Tenko: Forty Years Later, a Forgotten Series Remains TV’s Best Depiction of Life as a POW

Though largely forgotten today, Australia-UK co-production Tenko, which ran three seasons and one reunion special between 1981-1985, was a major critical and ratings success in its time, rightly celebrated for its brilliant, harrowing, and yet nuanced depiction of life in a Japanese-run, all-female prisoner of war camp during WWII.

Now celebrating its fortieth anniversary – the series wrapped up on December 26, 1985, with a widely-celebrated reunion special – Tenko remains an extraordinary work of serial fiction, and long overdue for a modern reappreciation.

Tenko: Forty Years Later, a Forgotten Series Remains TV’s Best Depiction of Life as a POW
The cast of Tenko.

At a time when the very notion of prestige TV was new – and typically meant miniseries like Shōgun (1980) or Brideshead Revisited (1981) – Tenko stood out.
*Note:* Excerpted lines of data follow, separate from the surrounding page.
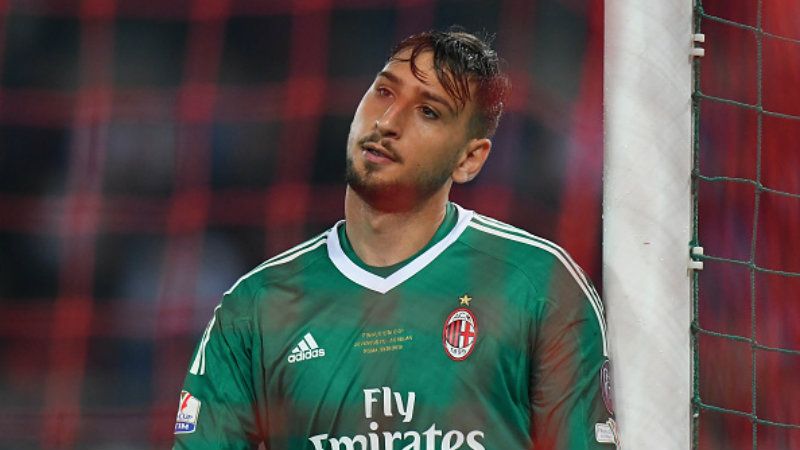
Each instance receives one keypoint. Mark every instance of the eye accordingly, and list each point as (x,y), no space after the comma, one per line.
(382,91)
(429,112)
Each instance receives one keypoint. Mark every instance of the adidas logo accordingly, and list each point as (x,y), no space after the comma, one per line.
(307,348)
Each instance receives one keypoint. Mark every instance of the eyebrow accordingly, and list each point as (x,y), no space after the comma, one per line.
(426,94)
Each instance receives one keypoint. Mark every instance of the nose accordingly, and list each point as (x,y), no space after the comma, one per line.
(390,124)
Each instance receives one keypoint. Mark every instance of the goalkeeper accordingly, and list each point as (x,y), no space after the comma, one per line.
(414,323)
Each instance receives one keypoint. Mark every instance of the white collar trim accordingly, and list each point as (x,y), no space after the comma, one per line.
(382,285)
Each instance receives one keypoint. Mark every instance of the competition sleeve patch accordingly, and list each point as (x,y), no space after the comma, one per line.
(188,412)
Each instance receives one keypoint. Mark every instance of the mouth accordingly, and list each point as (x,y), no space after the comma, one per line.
(377,153)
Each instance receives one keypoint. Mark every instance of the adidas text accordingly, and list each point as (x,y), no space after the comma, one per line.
(308,354)
(307,348)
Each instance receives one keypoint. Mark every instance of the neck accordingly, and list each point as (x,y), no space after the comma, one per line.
(383,238)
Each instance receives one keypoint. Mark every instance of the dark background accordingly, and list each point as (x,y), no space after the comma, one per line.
(153,152)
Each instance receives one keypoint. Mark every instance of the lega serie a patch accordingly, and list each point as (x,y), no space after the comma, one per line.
(188,411)
(460,332)
(607,387)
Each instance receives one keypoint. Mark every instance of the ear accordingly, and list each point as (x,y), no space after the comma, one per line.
(472,160)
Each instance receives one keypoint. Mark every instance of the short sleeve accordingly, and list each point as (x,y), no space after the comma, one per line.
(217,407)
(570,397)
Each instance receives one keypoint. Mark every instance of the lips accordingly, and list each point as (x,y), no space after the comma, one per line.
(377,153)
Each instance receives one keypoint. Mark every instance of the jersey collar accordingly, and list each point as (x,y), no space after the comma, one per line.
(382,285)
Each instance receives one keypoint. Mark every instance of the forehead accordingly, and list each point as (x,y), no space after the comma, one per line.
(400,63)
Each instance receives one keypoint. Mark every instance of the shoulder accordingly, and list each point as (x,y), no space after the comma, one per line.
(534,255)
(280,267)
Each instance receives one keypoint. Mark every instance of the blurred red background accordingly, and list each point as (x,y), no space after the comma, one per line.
(151,153)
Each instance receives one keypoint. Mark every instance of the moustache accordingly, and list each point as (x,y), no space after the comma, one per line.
(376,138)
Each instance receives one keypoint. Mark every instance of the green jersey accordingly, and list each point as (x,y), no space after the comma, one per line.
(488,338)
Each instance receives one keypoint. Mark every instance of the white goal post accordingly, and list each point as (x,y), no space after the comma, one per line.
(647,218)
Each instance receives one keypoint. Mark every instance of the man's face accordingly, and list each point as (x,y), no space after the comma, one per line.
(406,137)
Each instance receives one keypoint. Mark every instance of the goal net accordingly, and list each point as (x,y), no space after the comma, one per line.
(702,221)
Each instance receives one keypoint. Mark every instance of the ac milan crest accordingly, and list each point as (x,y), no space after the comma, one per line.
(460,334)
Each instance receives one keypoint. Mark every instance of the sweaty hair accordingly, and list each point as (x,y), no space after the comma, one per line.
(460,58)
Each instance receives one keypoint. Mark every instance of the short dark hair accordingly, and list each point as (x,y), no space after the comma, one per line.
(458,59)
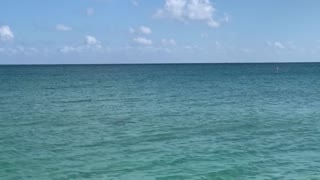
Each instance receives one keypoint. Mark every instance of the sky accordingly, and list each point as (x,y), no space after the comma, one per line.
(158,31)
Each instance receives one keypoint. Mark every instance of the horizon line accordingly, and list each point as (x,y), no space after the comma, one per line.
(182,63)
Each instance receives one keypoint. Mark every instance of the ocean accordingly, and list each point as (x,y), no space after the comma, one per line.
(160,122)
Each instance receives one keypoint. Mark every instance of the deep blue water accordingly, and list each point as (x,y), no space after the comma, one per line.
(163,122)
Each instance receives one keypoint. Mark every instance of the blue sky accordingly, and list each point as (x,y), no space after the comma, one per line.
(158,31)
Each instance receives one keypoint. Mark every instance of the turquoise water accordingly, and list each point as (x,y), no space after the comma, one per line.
(163,122)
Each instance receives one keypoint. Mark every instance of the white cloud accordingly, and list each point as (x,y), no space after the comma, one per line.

Centring on the lives of a dozen or so British, Australian, and Dutch POWs in a Japanese-run camp on an Indonesian island (implied to be Sumatra), Tenko, which premiered on October 22, 1981, is the best POW story you’ve never seen. Capturing the claustrophobia, heartbreak, and trauma experienced by female POWs, it rivals the greatest cinematic depictions of WWII – and not only because of its, sadly still unusual, focus on the lives of women and girls.

Wisely, Tenko begins in the days immediately preceding the Japanese invasion of Singapore, affording viewers a glimpse into the lives of its central characters. It’s just enough time to get a feel for these women, their respective milieux – race and class distinctions abound – before their lives are so dramatically upended.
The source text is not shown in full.